The short and simple answer is that when AncestryDNA gives you an estimate of your ethnicity, they're just guessing. Each company has different ways of making the estimate, and over time, they try to refine the estimate -- but it's still an educated guess.
In her Apr 16, 2017 post "Still not soup" on The Legal Genealogist, Judy G. Russell explains:
[A]dmixture tests ... take the DNA of living people — us, the test
takers — and they compare it to the DNA of other living people —
people whose parents and grandparents and, sometimes, even great
grandparents all come from one geographic area. Then they try to
extrapolate backwards into time.
and she goes on to say:
In other words, these percentages are:
• estimates,
• estimates based on comparisons not to actual historical populations
but rather to small groups of people living today, and
• estimates based purely on the statistical odds that those small
groups tell us something meaningful about past populations.
The companies do refine their methods of making estimates, and sometimes publish detailed explanations about how they arrived at the estimates.
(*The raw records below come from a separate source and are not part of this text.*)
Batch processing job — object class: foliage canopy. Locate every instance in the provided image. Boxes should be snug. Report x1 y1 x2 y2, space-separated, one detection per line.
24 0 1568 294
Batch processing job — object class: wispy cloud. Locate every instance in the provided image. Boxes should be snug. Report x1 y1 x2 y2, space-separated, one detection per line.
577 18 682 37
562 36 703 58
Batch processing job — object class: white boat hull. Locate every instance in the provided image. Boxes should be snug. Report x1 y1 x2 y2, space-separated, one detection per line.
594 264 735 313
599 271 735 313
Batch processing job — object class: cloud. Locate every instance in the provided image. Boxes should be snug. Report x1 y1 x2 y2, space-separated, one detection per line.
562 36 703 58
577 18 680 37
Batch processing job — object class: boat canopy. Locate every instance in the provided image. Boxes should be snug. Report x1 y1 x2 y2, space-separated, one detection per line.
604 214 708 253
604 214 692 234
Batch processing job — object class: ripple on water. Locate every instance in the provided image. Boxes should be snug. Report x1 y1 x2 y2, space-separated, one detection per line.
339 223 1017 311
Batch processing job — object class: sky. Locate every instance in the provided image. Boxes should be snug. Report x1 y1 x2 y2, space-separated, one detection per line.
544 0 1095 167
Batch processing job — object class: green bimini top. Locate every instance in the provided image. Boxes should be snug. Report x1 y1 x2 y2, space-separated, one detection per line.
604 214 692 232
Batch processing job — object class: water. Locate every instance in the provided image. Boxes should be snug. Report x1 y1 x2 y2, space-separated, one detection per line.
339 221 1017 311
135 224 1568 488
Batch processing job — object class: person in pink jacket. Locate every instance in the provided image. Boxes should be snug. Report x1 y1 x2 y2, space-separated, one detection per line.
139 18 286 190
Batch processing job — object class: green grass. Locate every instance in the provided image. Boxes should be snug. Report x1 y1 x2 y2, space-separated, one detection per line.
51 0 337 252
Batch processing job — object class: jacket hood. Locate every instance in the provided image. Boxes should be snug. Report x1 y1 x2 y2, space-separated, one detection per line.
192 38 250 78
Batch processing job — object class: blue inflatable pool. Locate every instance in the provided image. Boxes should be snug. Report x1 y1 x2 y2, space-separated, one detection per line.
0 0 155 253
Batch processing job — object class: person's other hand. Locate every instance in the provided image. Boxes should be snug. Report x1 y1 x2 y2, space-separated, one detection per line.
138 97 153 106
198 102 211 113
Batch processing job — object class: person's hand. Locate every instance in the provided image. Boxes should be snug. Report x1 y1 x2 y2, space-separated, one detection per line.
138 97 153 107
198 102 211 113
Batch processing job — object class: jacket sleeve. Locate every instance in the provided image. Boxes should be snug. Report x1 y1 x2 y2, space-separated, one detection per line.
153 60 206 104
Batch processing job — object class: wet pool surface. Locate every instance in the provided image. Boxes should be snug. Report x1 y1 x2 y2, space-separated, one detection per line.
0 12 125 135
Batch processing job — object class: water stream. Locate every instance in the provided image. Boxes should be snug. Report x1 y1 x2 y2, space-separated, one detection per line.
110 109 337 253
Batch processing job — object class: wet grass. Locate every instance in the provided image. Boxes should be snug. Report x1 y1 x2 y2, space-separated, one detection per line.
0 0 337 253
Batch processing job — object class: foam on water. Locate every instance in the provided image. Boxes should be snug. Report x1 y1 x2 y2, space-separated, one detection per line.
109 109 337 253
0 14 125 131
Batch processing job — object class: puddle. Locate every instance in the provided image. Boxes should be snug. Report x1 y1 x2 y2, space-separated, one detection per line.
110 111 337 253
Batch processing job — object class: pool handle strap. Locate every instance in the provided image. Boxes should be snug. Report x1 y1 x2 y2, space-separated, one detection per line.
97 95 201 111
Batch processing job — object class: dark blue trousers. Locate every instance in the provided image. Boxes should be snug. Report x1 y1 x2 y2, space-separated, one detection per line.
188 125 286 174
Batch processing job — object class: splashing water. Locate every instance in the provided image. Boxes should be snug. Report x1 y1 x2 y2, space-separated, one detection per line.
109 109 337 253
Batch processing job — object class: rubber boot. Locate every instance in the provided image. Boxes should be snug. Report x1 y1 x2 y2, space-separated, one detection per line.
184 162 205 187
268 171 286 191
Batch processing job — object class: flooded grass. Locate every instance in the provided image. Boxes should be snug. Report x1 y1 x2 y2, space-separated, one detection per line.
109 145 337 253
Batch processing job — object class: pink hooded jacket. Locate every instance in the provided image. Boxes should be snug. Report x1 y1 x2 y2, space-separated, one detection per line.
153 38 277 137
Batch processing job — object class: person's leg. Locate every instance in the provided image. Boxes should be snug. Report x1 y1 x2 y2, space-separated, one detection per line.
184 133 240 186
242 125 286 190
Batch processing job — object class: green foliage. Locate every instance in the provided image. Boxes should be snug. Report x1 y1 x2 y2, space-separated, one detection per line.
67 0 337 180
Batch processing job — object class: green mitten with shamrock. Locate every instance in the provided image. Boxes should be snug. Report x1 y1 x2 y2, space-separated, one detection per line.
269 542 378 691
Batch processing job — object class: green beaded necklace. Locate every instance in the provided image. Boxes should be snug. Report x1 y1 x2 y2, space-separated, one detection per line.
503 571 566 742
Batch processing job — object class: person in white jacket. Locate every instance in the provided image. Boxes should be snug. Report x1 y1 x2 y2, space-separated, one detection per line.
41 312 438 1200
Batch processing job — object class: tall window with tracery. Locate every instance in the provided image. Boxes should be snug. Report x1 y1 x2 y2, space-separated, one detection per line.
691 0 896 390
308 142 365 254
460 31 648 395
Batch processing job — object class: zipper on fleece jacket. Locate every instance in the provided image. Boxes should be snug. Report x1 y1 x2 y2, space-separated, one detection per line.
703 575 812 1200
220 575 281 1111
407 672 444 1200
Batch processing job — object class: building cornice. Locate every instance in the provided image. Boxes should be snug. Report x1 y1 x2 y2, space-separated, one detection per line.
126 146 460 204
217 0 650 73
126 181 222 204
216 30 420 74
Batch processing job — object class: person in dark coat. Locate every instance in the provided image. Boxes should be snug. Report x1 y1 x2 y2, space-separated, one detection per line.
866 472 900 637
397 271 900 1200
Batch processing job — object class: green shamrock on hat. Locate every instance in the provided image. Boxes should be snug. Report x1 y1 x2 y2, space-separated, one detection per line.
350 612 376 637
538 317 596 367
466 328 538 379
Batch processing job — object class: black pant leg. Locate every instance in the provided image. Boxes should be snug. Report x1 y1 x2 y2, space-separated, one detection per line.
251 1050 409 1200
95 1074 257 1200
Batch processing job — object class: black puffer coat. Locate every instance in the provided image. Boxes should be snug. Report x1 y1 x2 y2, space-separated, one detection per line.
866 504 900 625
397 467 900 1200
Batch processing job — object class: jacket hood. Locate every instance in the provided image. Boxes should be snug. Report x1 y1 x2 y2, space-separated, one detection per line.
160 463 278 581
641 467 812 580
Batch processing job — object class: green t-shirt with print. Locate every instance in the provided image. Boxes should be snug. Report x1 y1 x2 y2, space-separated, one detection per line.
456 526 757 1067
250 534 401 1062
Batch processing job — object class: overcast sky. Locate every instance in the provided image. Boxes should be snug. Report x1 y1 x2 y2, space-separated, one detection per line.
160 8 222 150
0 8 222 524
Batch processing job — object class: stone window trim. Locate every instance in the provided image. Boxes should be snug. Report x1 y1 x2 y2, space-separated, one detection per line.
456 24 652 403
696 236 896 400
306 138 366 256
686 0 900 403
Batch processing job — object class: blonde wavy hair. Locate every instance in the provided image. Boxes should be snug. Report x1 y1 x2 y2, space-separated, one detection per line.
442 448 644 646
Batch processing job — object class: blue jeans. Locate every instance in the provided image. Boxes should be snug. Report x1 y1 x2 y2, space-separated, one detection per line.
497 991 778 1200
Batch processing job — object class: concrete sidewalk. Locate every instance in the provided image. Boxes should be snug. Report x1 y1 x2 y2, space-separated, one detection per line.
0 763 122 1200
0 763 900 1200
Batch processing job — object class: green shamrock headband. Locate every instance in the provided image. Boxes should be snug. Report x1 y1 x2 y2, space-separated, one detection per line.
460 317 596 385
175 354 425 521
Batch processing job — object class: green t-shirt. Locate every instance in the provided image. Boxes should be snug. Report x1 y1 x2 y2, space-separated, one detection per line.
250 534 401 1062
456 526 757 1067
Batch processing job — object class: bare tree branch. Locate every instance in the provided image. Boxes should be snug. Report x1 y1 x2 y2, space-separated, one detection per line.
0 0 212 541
Ancestry has published a whitepaper on their Genetic Communities™, and they've made their 2013 Ethnicity Estimate White Paper available, so if you want to plunge into population genetics and read all about it, you can.
But as Russell points out, the fundamental difficulty is the assumption that looking at a population that has been in the same place for a limited number of generations can predict what that population was thousands of years ago. Your DNA is not being compared to old bones which have been dug up -- it is being compared with a (possibly) moving target.
For more on AncestryDNA's ethnicity estimates, see the article about AncestryDNA at the ISOGG Wiki. (Thanks to Debbie Kennett for the link to the Genetic Communities white paper.)